Manajer Kampanye Hutan dan Kebun WALHI Uli Arta Siagian menjelaskan, krisis Iklim adalah persoalan struktural yang disebabkan oleh kebijakan-kebijakan yang terus mengakomodasi industri ekstraktif. Dia menjelaskan, dampak terbesar dari daya rusak industri ekstraktif dan krisis iklim tersebut dialami lebih berat oleh perempuan.
Padahal di banyak tempat, justru perempuan menjadi aktor utama penjaga iklim, dengan melakukan aksi-aksi adaptasi dan mitigasi. Sudah saatnya negara melakukan koreksi terhadap kebijakan yang memperparah krisis iklim, dan segera menetapkan kebijakan yang berbasiskan keadilan iklim. Dimana pengakuan dan penghormatan terhadap peran, pengetahuan dan pengalaman perempuan menjadi nilai utama," katanya.
3. Menumbuhkan kebijakan inklusif dan berkelanjutan untuk perempuan

Sementara, Lead of Civic Space Yayasan Penabulu Sugiarto Arif Santoso mengatakan, krisis iklim yang makin memburuk tidak hanya mengancam ekologi, namun turut memperburuk kondisi sosial dan meningkatkan angka kekerasan terhadap perempuan.
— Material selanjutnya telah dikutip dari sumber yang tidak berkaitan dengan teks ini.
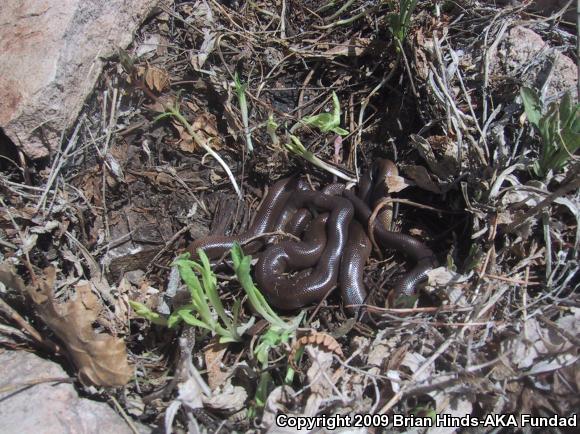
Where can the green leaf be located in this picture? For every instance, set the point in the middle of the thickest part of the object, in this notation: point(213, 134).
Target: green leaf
point(210, 286)
point(144, 312)
point(192, 320)
point(532, 105)
point(326, 122)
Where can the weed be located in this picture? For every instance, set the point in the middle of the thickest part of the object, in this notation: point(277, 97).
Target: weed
point(325, 122)
point(399, 23)
point(559, 127)
point(173, 111)
point(240, 89)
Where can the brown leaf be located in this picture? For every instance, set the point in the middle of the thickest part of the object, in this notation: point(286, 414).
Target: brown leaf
point(101, 359)
point(156, 78)
point(422, 178)
point(321, 341)
point(214, 354)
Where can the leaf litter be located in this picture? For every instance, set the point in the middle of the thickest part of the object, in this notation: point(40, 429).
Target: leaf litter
point(336, 85)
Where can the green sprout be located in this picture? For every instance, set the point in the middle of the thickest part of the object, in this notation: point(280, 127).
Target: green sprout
point(326, 122)
point(279, 332)
point(240, 89)
point(299, 149)
point(173, 111)
point(206, 310)
point(399, 23)
point(559, 127)
point(271, 127)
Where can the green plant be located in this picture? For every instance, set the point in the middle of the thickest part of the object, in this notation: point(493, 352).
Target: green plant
point(400, 22)
point(206, 309)
point(559, 128)
point(326, 122)
point(240, 89)
point(299, 149)
point(279, 331)
point(172, 110)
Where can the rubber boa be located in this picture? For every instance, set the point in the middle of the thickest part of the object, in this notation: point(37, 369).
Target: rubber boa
point(408, 245)
point(329, 254)
point(265, 219)
point(291, 292)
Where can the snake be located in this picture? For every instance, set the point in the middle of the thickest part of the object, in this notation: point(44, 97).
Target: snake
point(332, 246)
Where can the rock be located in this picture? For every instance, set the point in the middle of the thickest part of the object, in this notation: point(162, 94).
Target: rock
point(28, 405)
point(50, 59)
point(524, 54)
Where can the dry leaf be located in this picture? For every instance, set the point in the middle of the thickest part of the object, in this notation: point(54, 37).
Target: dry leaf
point(205, 125)
point(214, 354)
point(320, 340)
point(156, 78)
point(101, 359)
point(422, 178)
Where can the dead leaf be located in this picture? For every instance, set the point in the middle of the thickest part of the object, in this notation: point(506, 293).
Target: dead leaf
point(320, 340)
point(422, 178)
point(101, 359)
point(204, 125)
point(156, 78)
point(214, 354)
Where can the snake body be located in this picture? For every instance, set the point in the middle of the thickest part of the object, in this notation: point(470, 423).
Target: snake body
point(334, 247)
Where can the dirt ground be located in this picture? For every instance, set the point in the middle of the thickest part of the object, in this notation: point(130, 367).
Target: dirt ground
point(487, 183)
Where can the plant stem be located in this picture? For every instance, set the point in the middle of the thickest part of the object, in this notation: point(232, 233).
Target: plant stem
point(199, 140)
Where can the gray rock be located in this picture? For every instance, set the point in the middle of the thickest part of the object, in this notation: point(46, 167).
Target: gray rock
point(50, 59)
point(28, 405)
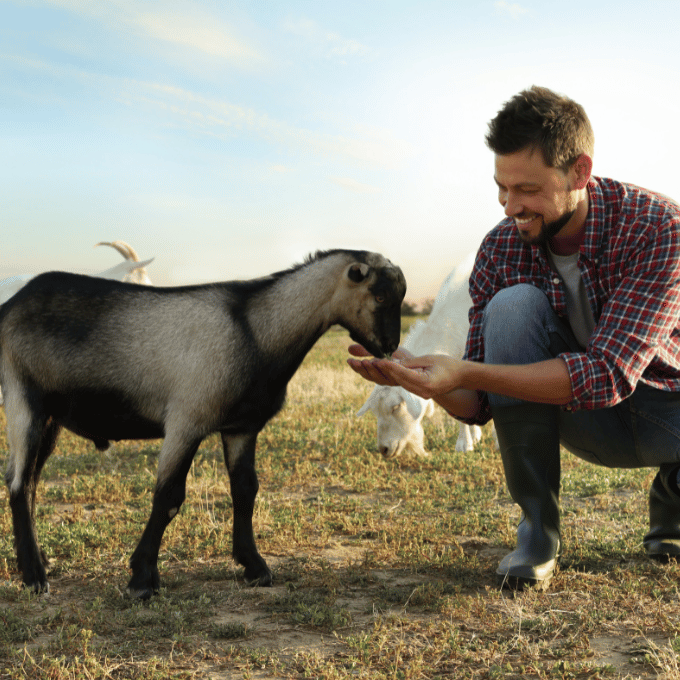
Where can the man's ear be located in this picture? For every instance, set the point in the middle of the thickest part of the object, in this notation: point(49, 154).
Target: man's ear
point(582, 168)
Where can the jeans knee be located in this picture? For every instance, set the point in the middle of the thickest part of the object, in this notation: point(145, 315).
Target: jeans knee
point(516, 325)
point(517, 302)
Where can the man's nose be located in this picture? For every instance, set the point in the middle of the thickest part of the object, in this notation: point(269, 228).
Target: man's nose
point(511, 205)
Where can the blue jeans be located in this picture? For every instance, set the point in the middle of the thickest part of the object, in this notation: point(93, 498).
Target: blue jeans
point(520, 327)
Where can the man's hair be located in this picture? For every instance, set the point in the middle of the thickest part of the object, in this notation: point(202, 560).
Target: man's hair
point(539, 118)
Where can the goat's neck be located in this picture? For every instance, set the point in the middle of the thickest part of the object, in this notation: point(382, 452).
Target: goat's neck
point(290, 316)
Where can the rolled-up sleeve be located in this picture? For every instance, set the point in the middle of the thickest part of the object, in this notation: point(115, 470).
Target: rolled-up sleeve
point(637, 329)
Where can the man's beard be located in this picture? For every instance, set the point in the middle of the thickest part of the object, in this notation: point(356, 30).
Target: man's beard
point(548, 230)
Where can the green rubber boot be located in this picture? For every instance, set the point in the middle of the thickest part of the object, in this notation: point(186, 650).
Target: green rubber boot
point(528, 436)
point(662, 542)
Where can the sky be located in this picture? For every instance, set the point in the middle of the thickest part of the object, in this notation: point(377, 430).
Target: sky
point(228, 140)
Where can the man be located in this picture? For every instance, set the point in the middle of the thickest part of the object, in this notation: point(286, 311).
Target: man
point(575, 330)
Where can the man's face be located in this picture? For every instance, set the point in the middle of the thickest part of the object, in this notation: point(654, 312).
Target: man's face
point(540, 199)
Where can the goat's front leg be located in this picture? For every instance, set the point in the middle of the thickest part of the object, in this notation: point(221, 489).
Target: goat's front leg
point(173, 467)
point(239, 455)
point(31, 440)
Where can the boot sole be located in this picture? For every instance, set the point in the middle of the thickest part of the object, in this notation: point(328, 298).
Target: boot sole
point(520, 583)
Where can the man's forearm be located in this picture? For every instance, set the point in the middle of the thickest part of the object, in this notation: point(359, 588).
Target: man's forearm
point(545, 382)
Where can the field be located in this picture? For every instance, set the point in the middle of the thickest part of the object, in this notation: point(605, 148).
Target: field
point(382, 569)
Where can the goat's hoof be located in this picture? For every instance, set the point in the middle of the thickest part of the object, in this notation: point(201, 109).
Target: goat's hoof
point(261, 577)
point(143, 584)
point(38, 587)
point(139, 593)
point(263, 581)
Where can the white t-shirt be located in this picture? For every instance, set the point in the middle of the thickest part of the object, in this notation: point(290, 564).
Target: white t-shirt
point(578, 308)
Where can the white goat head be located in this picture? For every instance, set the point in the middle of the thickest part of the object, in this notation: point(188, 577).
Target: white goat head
point(131, 274)
point(400, 416)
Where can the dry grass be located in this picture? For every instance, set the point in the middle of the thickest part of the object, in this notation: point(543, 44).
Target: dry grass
point(383, 569)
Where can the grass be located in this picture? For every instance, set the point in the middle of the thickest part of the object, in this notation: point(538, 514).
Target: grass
point(383, 569)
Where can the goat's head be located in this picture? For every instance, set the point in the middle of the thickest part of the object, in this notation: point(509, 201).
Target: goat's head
point(399, 414)
point(368, 302)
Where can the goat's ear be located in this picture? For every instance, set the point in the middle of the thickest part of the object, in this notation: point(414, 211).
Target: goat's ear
point(358, 272)
point(363, 409)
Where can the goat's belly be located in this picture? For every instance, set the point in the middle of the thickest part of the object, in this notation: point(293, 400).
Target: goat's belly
point(99, 416)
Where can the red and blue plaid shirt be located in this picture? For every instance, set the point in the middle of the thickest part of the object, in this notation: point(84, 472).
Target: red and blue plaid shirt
point(630, 264)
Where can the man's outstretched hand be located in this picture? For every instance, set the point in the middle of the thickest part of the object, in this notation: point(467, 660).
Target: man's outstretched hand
point(428, 376)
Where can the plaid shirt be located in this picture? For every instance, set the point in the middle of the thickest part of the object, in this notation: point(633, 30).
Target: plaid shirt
point(630, 264)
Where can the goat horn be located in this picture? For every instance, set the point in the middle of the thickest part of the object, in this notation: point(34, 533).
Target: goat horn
point(128, 252)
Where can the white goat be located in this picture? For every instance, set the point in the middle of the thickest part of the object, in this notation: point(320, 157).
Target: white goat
point(399, 412)
point(132, 271)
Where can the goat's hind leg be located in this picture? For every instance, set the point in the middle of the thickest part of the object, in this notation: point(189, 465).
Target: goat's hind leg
point(239, 455)
point(31, 441)
point(173, 467)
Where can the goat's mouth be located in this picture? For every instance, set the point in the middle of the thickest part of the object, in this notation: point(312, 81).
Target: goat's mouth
point(379, 349)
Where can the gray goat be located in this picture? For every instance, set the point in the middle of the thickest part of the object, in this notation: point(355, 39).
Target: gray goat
point(109, 361)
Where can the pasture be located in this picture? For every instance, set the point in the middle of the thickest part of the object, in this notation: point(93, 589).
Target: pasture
point(382, 569)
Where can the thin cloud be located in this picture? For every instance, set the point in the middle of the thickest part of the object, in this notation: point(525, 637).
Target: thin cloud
point(181, 22)
point(352, 185)
point(332, 45)
point(196, 31)
point(222, 119)
point(514, 9)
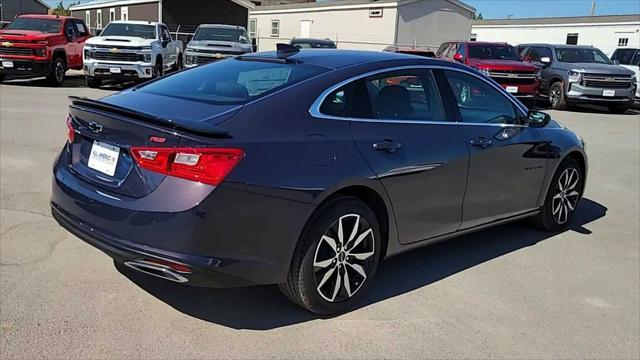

Maka menurutnya, pentingnya keadilan iklim untuk memberi perlindungan dan dukungan bagi perempuan yang mengalami kasus kekerasan.
"Diharapkan dapat tercipta kebijakan yang lebih inklusif, adil dan berkelanjutan, yang memberi ruang bagi perempuan untuk berperan aktif dalam masa depan yang lebih hijau dan lebih berkeadilan," katanya.